In a world where everyone is a Claude controller (something I honestly enjoy!), that goes away. I use hundreds of dollars of tokens a month. Suddenly, the kid in her basement with an unloved computer can't get in on the ground floor. You have to be rich to even get started. That worries me deeply. It's a big change for our field, and I don't think it's a good one.
One is the potential for skill rot where AI grows a heavy dependence in new employees and once the real price per token cost is settled on and discoverable (post massive IPOs and probably a while post - not immediately after) we, as a society, are left with a bunch of people dependent on a deeply inefficient technology to maintain software we now view as vital that might severely impede our ability to actually deal with climate change (press X to doubt Bezos).
The second is that the psychological damage of interacting with models in a social context during your formative years is deeply damaging and we've essentially destroyed the ability for a generation or two to actually interact as productive members of society.
Addressing the second issue doesn't necessarily exclude our ability to leverage models for business productivity but it seems unlikely to happen in the current climate without that also happening. I am hesitant to believe in a sudden outbreak of common sense at this point. The first point, could really be a systems collapse trigger - we can argue about the likelihood but denying it as a possibility is excessively naive.
If even one of these had pledge that all profit goes to end world hunger, cancer research, etc, I could possibly see it - but they haven't.
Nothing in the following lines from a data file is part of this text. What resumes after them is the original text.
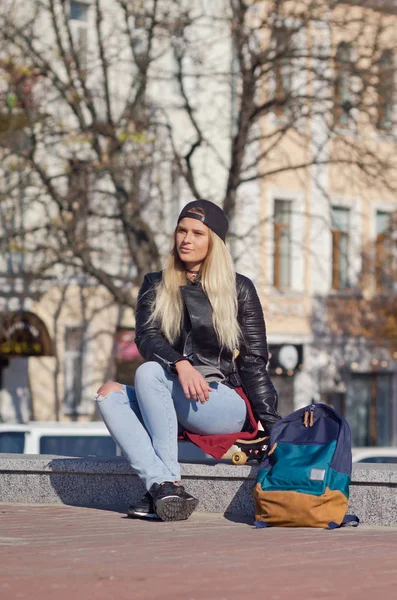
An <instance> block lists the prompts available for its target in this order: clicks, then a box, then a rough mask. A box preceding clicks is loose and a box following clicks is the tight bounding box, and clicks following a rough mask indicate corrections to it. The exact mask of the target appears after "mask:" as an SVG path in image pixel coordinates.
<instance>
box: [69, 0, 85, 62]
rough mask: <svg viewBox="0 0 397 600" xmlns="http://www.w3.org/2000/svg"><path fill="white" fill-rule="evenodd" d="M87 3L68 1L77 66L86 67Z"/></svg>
mask: <svg viewBox="0 0 397 600" xmlns="http://www.w3.org/2000/svg"><path fill="white" fill-rule="evenodd" d="M88 9H89V4H85V3H84V2H74V1H73V0H72V1H71V2H70V10H69V20H70V21H71V22H72V23H73V31H72V34H73V43H74V46H75V50H76V51H77V52H76V55H77V58H78V62H79V65H78V66H79V67H80V68H81V69H86V68H87V20H88Z"/></svg>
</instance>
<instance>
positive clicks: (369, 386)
mask: <svg viewBox="0 0 397 600" xmlns="http://www.w3.org/2000/svg"><path fill="white" fill-rule="evenodd" d="M343 416H344V417H345V419H347V421H348V422H349V425H350V428H351V432H352V444H353V446H390V445H391V444H392V442H393V430H392V423H393V419H392V417H393V407H392V377H391V375H390V374H388V373H382V374H380V373H371V374H369V373H362V374H352V376H351V378H350V381H349V384H348V388H347V395H346V399H345V411H344V414H343Z"/></svg>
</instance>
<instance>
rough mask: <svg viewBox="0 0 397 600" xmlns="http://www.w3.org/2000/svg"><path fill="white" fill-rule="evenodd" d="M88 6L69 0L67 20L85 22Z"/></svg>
mask: <svg viewBox="0 0 397 600" xmlns="http://www.w3.org/2000/svg"><path fill="white" fill-rule="evenodd" d="M87 14H88V4H86V3H85V2H75V1H74V0H71V2H70V10H69V19H70V20H71V21H83V22H87Z"/></svg>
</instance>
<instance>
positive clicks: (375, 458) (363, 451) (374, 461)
mask: <svg viewBox="0 0 397 600" xmlns="http://www.w3.org/2000/svg"><path fill="white" fill-rule="evenodd" d="M352 455H353V463H363V462H365V463H397V448H393V447H391V446H385V447H384V448H379V447H376V448H375V447H374V448H371V447H370V448H353V449H352Z"/></svg>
They're all after finding a way to be the biggest, richest asshole possible with the ability to crush anyone in their way..
Why on earth would you want to siphon off the proceeds of AI development to (ok my bias is strong here- mostly corrupt) "ideals" like world hunger and cancer research (that probably get more dollars annually than the sum of actual profit any of these companies will ever get). That would just instantly kill the ability to improve AI at all, and the world could possibly be better for a few months?
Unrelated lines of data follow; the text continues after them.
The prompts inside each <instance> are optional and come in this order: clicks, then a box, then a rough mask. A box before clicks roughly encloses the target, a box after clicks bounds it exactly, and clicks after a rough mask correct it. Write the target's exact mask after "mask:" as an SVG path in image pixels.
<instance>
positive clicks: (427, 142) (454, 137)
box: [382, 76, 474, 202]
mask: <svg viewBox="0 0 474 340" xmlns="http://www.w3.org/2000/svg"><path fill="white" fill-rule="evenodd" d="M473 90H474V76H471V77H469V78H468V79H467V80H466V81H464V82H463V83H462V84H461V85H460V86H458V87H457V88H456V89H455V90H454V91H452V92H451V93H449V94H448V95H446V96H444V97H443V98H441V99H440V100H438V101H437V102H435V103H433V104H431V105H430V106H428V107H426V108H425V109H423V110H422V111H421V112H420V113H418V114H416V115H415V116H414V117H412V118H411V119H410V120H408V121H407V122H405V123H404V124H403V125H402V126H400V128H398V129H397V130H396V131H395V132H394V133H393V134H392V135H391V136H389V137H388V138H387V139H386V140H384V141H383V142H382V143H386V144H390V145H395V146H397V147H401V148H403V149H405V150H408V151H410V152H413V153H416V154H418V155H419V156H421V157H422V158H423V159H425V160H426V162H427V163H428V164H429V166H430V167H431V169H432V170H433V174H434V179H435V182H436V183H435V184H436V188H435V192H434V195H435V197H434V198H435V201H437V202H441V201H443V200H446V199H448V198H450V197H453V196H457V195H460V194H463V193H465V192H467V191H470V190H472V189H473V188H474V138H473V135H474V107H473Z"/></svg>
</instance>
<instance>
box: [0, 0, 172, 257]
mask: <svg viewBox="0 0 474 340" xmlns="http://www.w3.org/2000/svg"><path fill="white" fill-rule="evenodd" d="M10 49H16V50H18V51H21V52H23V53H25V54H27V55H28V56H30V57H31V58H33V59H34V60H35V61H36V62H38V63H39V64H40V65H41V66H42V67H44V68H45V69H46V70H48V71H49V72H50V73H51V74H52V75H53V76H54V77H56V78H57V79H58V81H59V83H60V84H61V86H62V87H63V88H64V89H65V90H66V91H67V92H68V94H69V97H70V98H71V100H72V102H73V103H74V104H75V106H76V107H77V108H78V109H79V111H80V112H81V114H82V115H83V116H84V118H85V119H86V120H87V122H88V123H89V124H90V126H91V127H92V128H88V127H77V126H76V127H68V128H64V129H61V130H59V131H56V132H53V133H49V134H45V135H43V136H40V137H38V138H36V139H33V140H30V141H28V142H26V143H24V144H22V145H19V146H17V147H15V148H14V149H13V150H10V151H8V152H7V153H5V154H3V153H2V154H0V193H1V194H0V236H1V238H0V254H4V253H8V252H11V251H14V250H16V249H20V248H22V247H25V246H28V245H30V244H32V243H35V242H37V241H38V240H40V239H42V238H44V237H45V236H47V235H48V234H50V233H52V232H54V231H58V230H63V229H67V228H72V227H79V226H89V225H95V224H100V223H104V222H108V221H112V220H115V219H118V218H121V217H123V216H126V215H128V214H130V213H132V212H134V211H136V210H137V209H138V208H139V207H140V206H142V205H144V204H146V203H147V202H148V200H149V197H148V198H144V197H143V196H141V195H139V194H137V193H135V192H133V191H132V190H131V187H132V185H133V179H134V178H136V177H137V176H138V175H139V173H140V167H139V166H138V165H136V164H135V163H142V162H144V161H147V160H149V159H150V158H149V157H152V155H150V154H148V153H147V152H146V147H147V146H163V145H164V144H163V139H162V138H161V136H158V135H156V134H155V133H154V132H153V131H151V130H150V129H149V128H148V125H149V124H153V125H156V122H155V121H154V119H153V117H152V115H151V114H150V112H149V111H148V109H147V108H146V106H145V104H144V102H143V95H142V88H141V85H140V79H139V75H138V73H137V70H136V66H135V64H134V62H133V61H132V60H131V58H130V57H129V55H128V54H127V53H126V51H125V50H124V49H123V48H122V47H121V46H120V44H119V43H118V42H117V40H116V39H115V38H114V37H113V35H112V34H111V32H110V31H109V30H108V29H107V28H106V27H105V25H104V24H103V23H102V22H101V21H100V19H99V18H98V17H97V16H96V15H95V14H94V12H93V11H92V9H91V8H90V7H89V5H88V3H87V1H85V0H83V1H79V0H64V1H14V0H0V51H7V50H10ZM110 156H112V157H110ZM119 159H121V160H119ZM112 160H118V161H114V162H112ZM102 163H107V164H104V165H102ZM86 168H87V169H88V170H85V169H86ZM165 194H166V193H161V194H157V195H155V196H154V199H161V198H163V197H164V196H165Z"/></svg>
And how do we prevent Chinese companies from training on our open AI models and offering their models for free?
https://www.ibm.com/policy/contributions-and-expenditures
Their biggest customer is the US federal government, taken in aggregate across agencies, IBM is one of the largest federal IT contractors, and deep public-sector and financial-services contracts in the US make it IBM's single largest national market. No individual commercial company comes close to the government's aggregate spend.
Now, equivalent product, another company, they want to sell to the government twice cheaper, can they ? nope, it will be IBM winning.
Furthermore, according to the lobbyists, China = evil but they forget that a lot of software contains Chinese code.
the potential of wealth creation with AI is so high, and also the fact that research, pre-training and inference is so expensive that, that any open-AI would eventually become OpenAI.
Losing privacy has ZERO downsides for ordinary people. Nobody cares about your data. Literally, put all your life on a YouTube channel and see how many views that Video will get. ZERO.
Irrational fears (especially if it's conspiratorial) => Sub-optimal decision.
Just like Buffett, Bezos, my strategy is simple -- go against firms that are making irrational decision. It's the same framework to adopt cloud, AI and many frontier technologies and disrupt
Given they have laughable uptime and I have yet to find a useful project mostly written by claude... I doubt it.
The SCOTUS has made it exceptionally clear mathematics and software are protected by the First Amendment. The Atomic Energy Act of 1954 tries to make a very narrow exception for nuclear weapons, but
1. The law has never been challenged in court for being unconstitutional, and
2. It doesn't apply to model weights
Any attempt by the government to suppress open models will meet legal challenges on the grounds of (1) or (2).
Congress could amend the act to include model weights, but that won't prevent legal challenges on the grounds of it being unconstitutional (which it is).